Select a website in the admin sidebar, then click Compile in the dashboard or send an authenticated POST /api/publish with X-Quiremark-Site: <id>.

The compiler:

  • Cleans the selected website output folder while preserving its .git directory.
  • Reads non-draft Markdown posts.
  • Sanitizes rendered Markdown HTML.
  • Generates index.html, clean post URLs under posts/<slug>/index.html, optional category archives under categories/<slug>/index.html, Markdown alternates under index.html.md, optional search assets, optional analytics consent assets, optional feed.xml, sitemap.xml, robots.txt, llms.txt, and llms-full.txt.
  • Adds Schema.org WebSite, Blog, BlogPosting, CollectionPage, ItemList, Person, Organization, and BreadcrumbList JSON-LD where relevant.
  • Copies the selected template stylesheet, optional shared search stylesheet/script, optional shared taxonomy stylesheet, optional shared consent stylesheet/script, favicon, and uploaded images.

Publishing from an External Site

External websites do not need to copy Quiremark source files into their own repository. Install this package as a dependency and keep only site-owned files in the external repo:

content/settings.json
content/posts/*.md
content/images/*
out/                 generated by Quiremark

Then publish from that repository root:

quiremark publish --site-root .

The CLI uses the Quiremark compiler, templates, public assets, and publish logic from the dependency, while the external site owns content, settings, uploads, and generated output.
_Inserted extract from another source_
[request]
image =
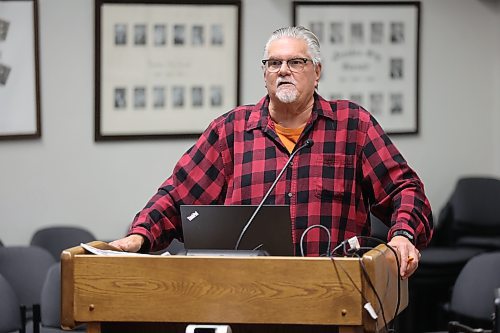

The same compiler is also available programmatically:

import { publishSite } from 'quiremark';

const result = await publishSite({ siteRoot: process.cwd() });

Click Publish Website in the dashboard or send an authenticated POST /api/deploy with X-Quiremark-Site: <id>.

For source-repo sites, use Import Content From Repo once after creating the workspace. It pulls the configured repository's content/ folder into the private Quiremark data volume. After that, mobile edits happen in Quiremark and Publish Website commits them back to the source repo.

Publishing only accepts GitHub SSH/HTTPS remotes, safe branch names, and bounded commit messages. Static-branch publishing runs Git through argument arrays, not shell interpolation, and each website output folder is its own local Git workspace. Source-repo publishing uses the GitHub API token and commits only the selected workspace's content/ tree to the configured branch.

Project Structure

content/                 Blog settings, posts, and uploaded images
sites/                   Multi-website registry and extra website workspaces
src/                     React admin dashboard
templates/               EJS themes plus shared search/taxonomy/consent assets
bin/quiremark.js       CLI entry for dependency-based publishing
out/                     Generated static site output
dist/                    Built admin dashboard bundle
server.js                Express API, compiler, and deployer
vite.config.js           Vite config and local API proxy

dist/, out/, sites/*/out/, and node_modules/ are ignored because they are generated artifacts.